Merton
Niewiasta obleczona w Słońce 5
dodane 2014-12-13 19:42
Ta absolutna pustka, to ubóstwo, ta ciemność niesie w sobie tajemnicę wszelkiej radości, ponieważ jest pełna Boga. Poszukiwanie tej pustki jest prawdziwym nabożeństwem do Matki Bożej. Odnalezienie jej - to odnalezienie Maryi, a ukrycie się w głębiach tej samotni to napełnienie się Bogiem, tak jak ona jest Nim napełniona, i branie udziału w jej posłannictwie dawania Go ludziom.

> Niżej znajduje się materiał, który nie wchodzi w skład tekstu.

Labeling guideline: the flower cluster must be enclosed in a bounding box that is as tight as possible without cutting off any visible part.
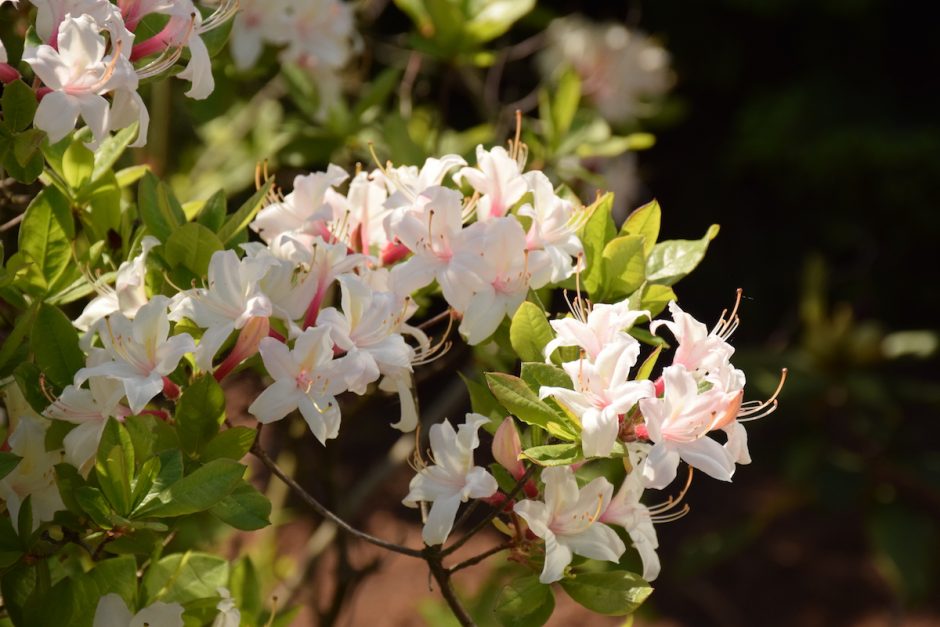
[231,0,361,115]
[539,15,673,124]
[404,297,782,583]
[0,0,237,146]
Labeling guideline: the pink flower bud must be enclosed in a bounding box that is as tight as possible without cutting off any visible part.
[493,416,525,480]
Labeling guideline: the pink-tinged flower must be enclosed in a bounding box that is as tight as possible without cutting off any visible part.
[75,295,196,414]
[458,217,529,344]
[545,301,650,363]
[0,414,65,531]
[650,295,740,378]
[519,171,587,289]
[387,187,486,312]
[513,466,626,583]
[170,250,275,370]
[43,349,131,472]
[454,146,529,222]
[92,592,183,627]
[248,327,351,444]
[72,235,160,331]
[250,163,349,243]
[402,413,498,546]
[23,15,137,143]
[640,364,740,489]
[539,336,655,457]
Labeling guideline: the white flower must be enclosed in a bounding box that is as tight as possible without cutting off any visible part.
[43,349,130,471]
[0,414,65,531]
[92,592,183,627]
[539,336,655,457]
[545,301,650,363]
[212,587,242,627]
[448,217,529,344]
[72,235,160,331]
[248,327,351,444]
[513,466,626,583]
[402,413,498,546]
[519,171,586,289]
[75,295,196,414]
[23,15,137,143]
[640,364,741,489]
[170,250,274,370]
[250,163,349,243]
[454,146,529,222]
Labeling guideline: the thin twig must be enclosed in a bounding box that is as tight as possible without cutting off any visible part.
[447,542,516,575]
[251,438,425,559]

Toteż wszystkie pokolenia muszą zwać ją błogosławioną, ponieważ wszystkie otrzymują, dzięki jej posłuszeństwu, nadprzyrodzone życie i radość, jakie zostają im udzielone. I konieczne jest, by świat ją uznał i żeby wyśpiewywano w poezji chwałę wspaniałego dzieła Bożego, które się w niej dokonało, i żeby budowano katedry pod jej wezwaniem. Bowiem jeśli Nasza Pani nie zostanie uznana za Matkę Boga i za Królową wszystkich świętych i aniołów i nadzieję dla świata, wiara w Boga pozostanie niepełna. Jakże możemy prosić Go o to wszystko, co mamy nadzieję osiągnąć dzięki Jego przyzwoleniu, jeśli nie dostrzegamy - przez kontemplację świętości Niepokalanej Dziewicy - jak wielkie rzeczy udało Mu się osiągnąć w duszach ludzkich?
Im bardziej więc kryją nas głębie, gdzie odkrywa się jej tajemnicę, tym bardziej będziemy chcieli wychwalać jej imię w świecie i wysławiać w niej Boga, który uczynił z niej Swój pełen blasku przybytek. Nie możemy jednak ufać do końca własnym zdolnościom, by znaleźć wychwalające ją słowa: bowiem nawet jeśli moglibyśmy wyśpiewywać hymn na jej cześć jak Dante albo Święty Bernard, to nadal nie będziemy mieli za dużo do powiedzenia na jej temat, w porównaniu z Kościołem, który jako jedyny wie, jak wychwalać ją w odpowiedni sposób, i który ośmiela się stosować do niej natchnione słowa, jakimi Bóg określa Swoją Mądrość. Zatem odnajdujemy ją żyjącą w Piśmie Świętym i jeśli nie odnajdziemy jej ukrytej w Piśmie we wszystkich obietnicach odnoszących się do jej Syna, nie poznamy nigdy w pełni życia, które jest w Biblii.